Julie Pennington-Russell, pastora da Igreja Batista do Calvário em Waco, Texas (EUA), é outra. Comentando sobre a mundança na Convenção Batista em sua declaração de Fé e Messagem, declarou: “Se você é batista, enquanto houver congregações que tenham a coragem de seguir a vontade de Deus, haverá lugar para pastoras”. (Falou isso em referência do Grupo Batista Excluindo pastoras, Associated Press, 15 de junho de 2000).

Note que esta mulher não citou nenhum versículo que revela a vontade de Deus para que seja pastora. Ela está enganada se acredita que Deus a quer como pastora e misturou a vontade de Satanás e a dela própria com a vontade de Deus. A vontade de Deus é que as mulheres fiquem em silêncio. “A mulher aprenda em silêncio, com toda a sujeição. Não permito, porém, que a mulher ensine, nem use de autoridade sobre o marido, mas que esteja em silêncio”. I Timóteo 2:11-12. “As vossas mulheres estejam caladas nas igrejas; porque não lhes é permitido falar; mas estejam sujeitas, como também ordena a lei”. I Coríntios 14:34. Esta é a vontade de Deus para as mulheres na igreja. Phillips e Pennington-Russell, juntamente com mais umas 100 outras pastoras da Convenção Batista se atrevem a desafiar a Palavra de Deus. Elas enfraquecem o que a própria convenção crê, e continuam fazendo o que querem, sem se importarem com a convenção ou com as Escrituras.
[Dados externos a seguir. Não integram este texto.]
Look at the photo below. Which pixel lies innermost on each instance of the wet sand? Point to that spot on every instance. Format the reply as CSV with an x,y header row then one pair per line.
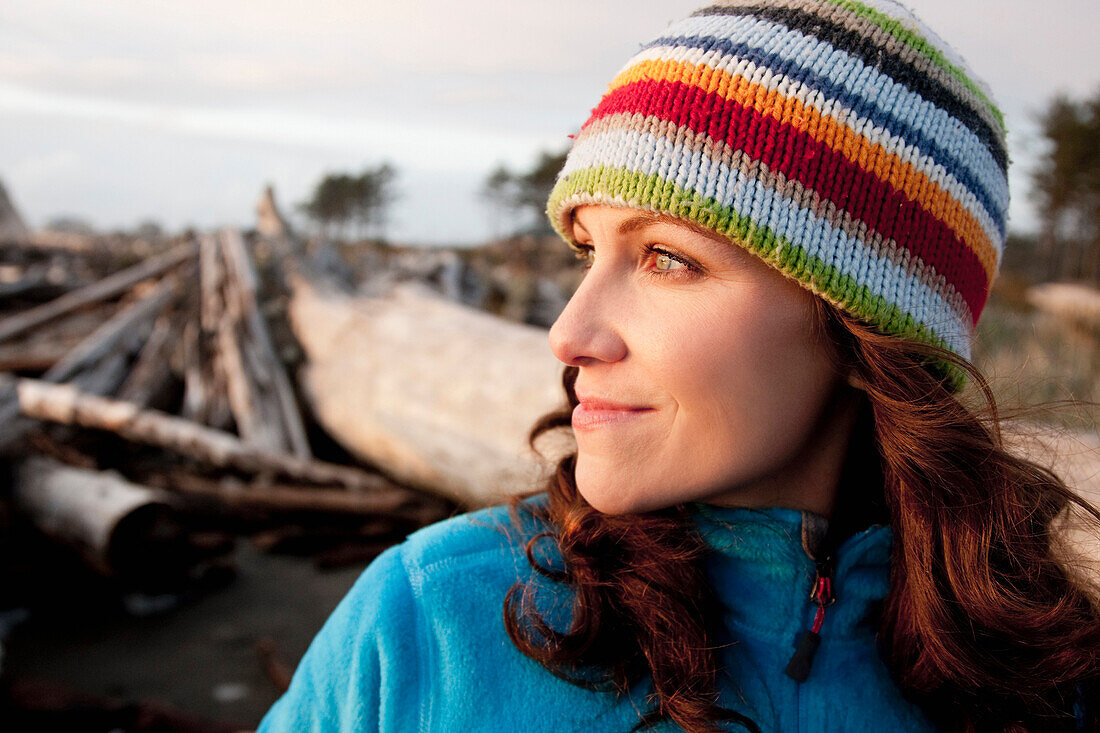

Esta desaforo, insolência e insubordinação à autoridade da Palavra de Deus se reflete em outras mulheres também. Por exemplo: Margaret Davis, a esposa de um pastor na Virgínia, era uma voz rara de dissenção entre os que assistiram uma reunião de esposas de pastor da Convenção Batista. Ela disse: “Acredito que se Deus chama alguém a pregar, não importa ser homem ou mulher. Meu marido discorda”. (De um artigo 14 de junho de 2000).

Esta senhora de modo arrogante e desaforado, desafia a Palavra de Deus e a liderança do marido. A verdade é que ela pode até desqualificá-lo como pastor, desde que o pastor deve ser o cabeça da mulher e ela estando sob submissão a ele.

Deus proibe que as mulheres façam qualquer coisa que as faça usurpar a autoridade dos homens. Nenhuma mulher pode pregar ou pastorear e obedecer à Palavra de Deus. Como ela pode estar em silêncio e pastorear ou pregar? Como pode pastorear sem usurpar a autoridade do homem?

CONCLUSÃO

Não esgotei este assunto. Poderia escrever ainda muito mais. Há quem não goste do que leu, mas quero fazer só uma pergunta: “Apoiei o que escrevi com a Palavra de Deus?”

Enfrentamos dias cheios de desafio a este respeito. As invasões do feminismo são bem reais e ameaçadoras. Não é politicamente correto tomar partido desta opinião bíblica. Vamos continuar firmes e fiéis aos ensinamentos claros da Palavra de Deus, mantendo o padrão bíblico de homens, e nunca de mulheres, como pregadores da Palavra e pastores das igrejas de Deus.